• 14 •

13.1K 1.5K 92
                                        

Esoknya, masih sama. Agam masih menjalankan harinya sebagaimana mestinya.

Menunggu Ayah pulang, mengerjakan tugas sekolah semampunya, pergi ke sekolah, menunggu kakak di halte, lalu bekerja di restoran.

Malam ini jam kerja Agam sudah usai. Ada beberapa piring lagi sebenarnya yang harus di cuci, namun Kak Bima, yang merupakan pelayan di restoran menyuruhnya pulanh duluan.

Mbak Tika dan yang lainnya juga begitu. Mereka berkata bahwa sisanya biar mereka yang urus.

Agam jujur saja merasa bersalah. Agam bukan tidak senang dengan perlakuan baik mereka.

Hanya saja terkadang menurut Agam itu berlebihan. Agam hanya tidak mau dianggap anak emas atau apalah itu.

Karena Agam tau, yang namanya hidup tidak lepas dari omongan orang.

Agam tau tidak semua yang ada direstoran menyukainya. Beberapa dari mereka beberapa kali kedapatan membicarakan Agam yang tidak-tidak.

Malam ini sepertinya akan turun hujan. Agam mempercepat ayunan tongkatnya di trotoar yang sepi.

Agam berharap semoga hujan tidak turun sekarang. Agam mewanti-wanti dirinya agar tidak sakit.

Jika ia sakit, siapa yang akan mengurusnya?

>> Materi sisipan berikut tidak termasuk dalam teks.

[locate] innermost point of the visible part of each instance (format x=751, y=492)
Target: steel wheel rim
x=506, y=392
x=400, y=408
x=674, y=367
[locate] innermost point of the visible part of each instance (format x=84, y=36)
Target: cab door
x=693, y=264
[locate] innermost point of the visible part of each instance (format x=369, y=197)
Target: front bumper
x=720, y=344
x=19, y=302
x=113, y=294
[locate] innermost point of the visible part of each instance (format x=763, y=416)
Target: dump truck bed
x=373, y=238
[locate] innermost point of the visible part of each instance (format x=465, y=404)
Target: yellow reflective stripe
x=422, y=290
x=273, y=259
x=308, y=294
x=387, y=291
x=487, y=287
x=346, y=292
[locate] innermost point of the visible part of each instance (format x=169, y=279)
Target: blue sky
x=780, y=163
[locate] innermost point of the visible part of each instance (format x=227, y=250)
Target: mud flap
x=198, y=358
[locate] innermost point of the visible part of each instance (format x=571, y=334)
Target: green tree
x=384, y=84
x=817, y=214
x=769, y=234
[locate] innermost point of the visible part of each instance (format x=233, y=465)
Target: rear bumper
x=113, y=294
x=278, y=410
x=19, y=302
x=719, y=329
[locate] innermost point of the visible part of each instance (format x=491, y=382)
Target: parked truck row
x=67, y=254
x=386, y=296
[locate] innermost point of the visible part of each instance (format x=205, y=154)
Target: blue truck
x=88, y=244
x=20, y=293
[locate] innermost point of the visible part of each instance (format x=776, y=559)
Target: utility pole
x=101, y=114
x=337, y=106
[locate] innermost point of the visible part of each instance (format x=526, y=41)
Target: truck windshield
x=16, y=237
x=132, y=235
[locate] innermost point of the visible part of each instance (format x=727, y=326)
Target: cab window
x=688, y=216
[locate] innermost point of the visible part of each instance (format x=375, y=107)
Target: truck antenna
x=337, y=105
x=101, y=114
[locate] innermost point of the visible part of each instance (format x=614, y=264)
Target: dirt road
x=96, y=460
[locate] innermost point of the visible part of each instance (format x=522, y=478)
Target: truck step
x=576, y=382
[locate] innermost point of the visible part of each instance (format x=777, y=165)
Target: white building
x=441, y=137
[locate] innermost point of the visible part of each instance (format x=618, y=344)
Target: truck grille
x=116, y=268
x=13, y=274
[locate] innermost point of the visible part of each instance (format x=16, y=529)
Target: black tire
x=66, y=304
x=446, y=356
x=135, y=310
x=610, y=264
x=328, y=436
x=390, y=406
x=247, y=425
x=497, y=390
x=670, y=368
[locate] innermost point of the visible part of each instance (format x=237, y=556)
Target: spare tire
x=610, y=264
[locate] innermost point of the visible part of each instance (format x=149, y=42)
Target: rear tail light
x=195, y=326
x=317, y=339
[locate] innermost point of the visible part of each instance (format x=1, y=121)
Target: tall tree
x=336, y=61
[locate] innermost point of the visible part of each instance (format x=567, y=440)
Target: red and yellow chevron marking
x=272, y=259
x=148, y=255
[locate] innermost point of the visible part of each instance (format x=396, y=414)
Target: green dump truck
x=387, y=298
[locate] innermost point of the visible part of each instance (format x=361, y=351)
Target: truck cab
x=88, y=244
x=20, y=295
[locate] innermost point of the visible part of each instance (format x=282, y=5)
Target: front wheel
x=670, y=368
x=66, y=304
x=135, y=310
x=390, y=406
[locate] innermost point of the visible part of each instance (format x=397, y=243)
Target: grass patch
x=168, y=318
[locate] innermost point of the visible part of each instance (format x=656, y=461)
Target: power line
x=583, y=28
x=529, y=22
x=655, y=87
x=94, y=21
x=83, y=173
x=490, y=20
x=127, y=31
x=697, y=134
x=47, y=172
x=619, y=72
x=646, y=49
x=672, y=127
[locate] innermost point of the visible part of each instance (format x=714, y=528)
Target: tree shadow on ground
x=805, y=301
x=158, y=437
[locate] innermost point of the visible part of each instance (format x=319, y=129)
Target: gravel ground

Namun, sepertinya keberuntungan tidak berpihak pada Agam, saat tetesan air mata dari langit mulai berjatuhan.

Agam mempercepat ayunan tongkatnya guna berteduh di depan minimarket. Awalnya memang hanya berupa rintik lalu berubah menjadi hujan yang deras.

Agam memandang tetes demi tetes air hujan dengan sorot sendu.

Dulu, saat hujan datang Agam begitu antusias mengajak Alex bermain hujan dihalaman rumah mereka yang luas.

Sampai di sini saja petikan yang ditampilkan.